Maybe a handful of times in 14 years she's had cake or ice cream for breakfast. But since it isn't forbidden and because dessert-type foods aren't singled out as special treats she doesn't desire them over other foods and her diet is pretty standard. Part of living is talking about what foods have more nutrition (in an informational way rather than as a backdoor way of saying eat this/don't eat that.)
She has stayed up all night so all the charm of that wore off long ago.
She went through a period, about a year and a half or two when she was 10ish, where she watched a lot of Cartoon Network. (From what other parents have said, It seems not unusual for that age.) Now she watches a program or two in the evening and every once in a while will watch something during the day. Which is pretty typical for unschooled kids who can watch as much TV as they want. That is as much as she wants to watch.
(Though kids who have had TV controlled often do go through a period of glutting on TV, trying to get in as much as they can to make up for what they feel they've been missing, and to get it all in before -- they fear -- the controls come back. It's pretty similar to the behavior of adults during a gas crisis when gas is limited, or right before a snow storm when people fear they won't be able to get what they want from the store. And when the limitations are gone, people return to getting gas and food when the need it. Same with kids.)
Only friends generally say yes most of the time. We are not supposed to be our children's friend, but their parent who sets limits and boundaries so that they learn they won't always get what they want and they need to behave.
Yup, that's the standard line. And people say horrible things will happen if parents don't set limits. And they'll point to parents who use hands off parenting as an example because their kids are wild and rude.
But there is a difference between being a partner and stepping back out of the way. My daughter knows I'm on her side. She knows I'm there to help her explore the world.
Maybe it's easier to picture as a husband and wife scenario.

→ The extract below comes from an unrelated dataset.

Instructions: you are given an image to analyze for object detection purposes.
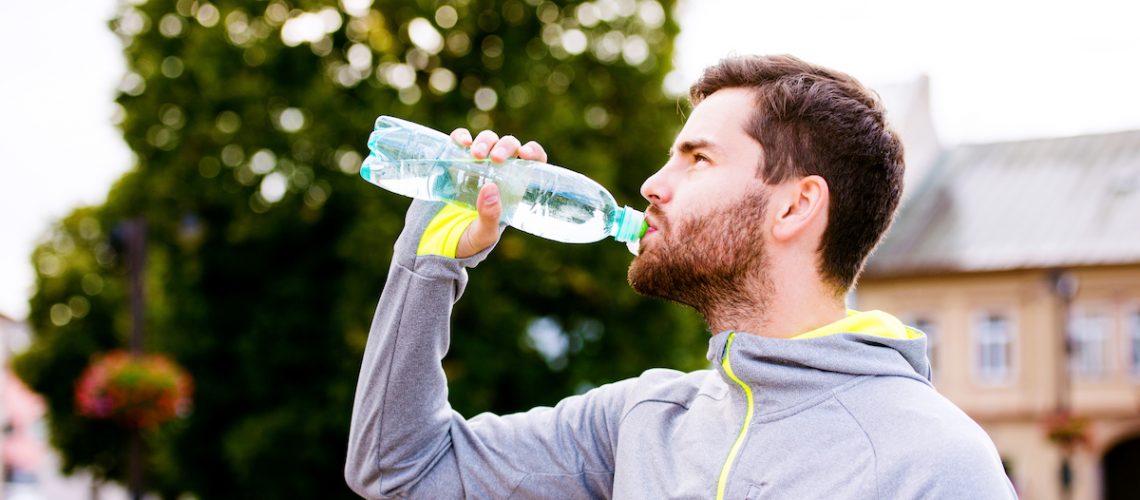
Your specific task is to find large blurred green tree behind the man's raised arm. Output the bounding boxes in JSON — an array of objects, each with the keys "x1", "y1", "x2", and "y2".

If I were to step into an area that my husband is an expert in and I were about to do something imminently dangerous, I'd trust that he'd stop me! I don't want to get hurt any more than he wants me to get hurt. But when the danger isn't imminent or I'm not about to ruin something, it's better for me to learn by trying things out to see what happens.
Too many of today's children have never had to earn anything, either through chores or going out and earning money to buy those extras they want. They simply expect to have everything handed to them on a silver platter and that there will never be any negative consequences to anything wrong/bad/illegal that they do.
That's the standard thought. And yet there are oodles of children being raised by parents on the UnschoolingDiscussion list and other lists who are great kids because they know their parents are their partners in exploring life.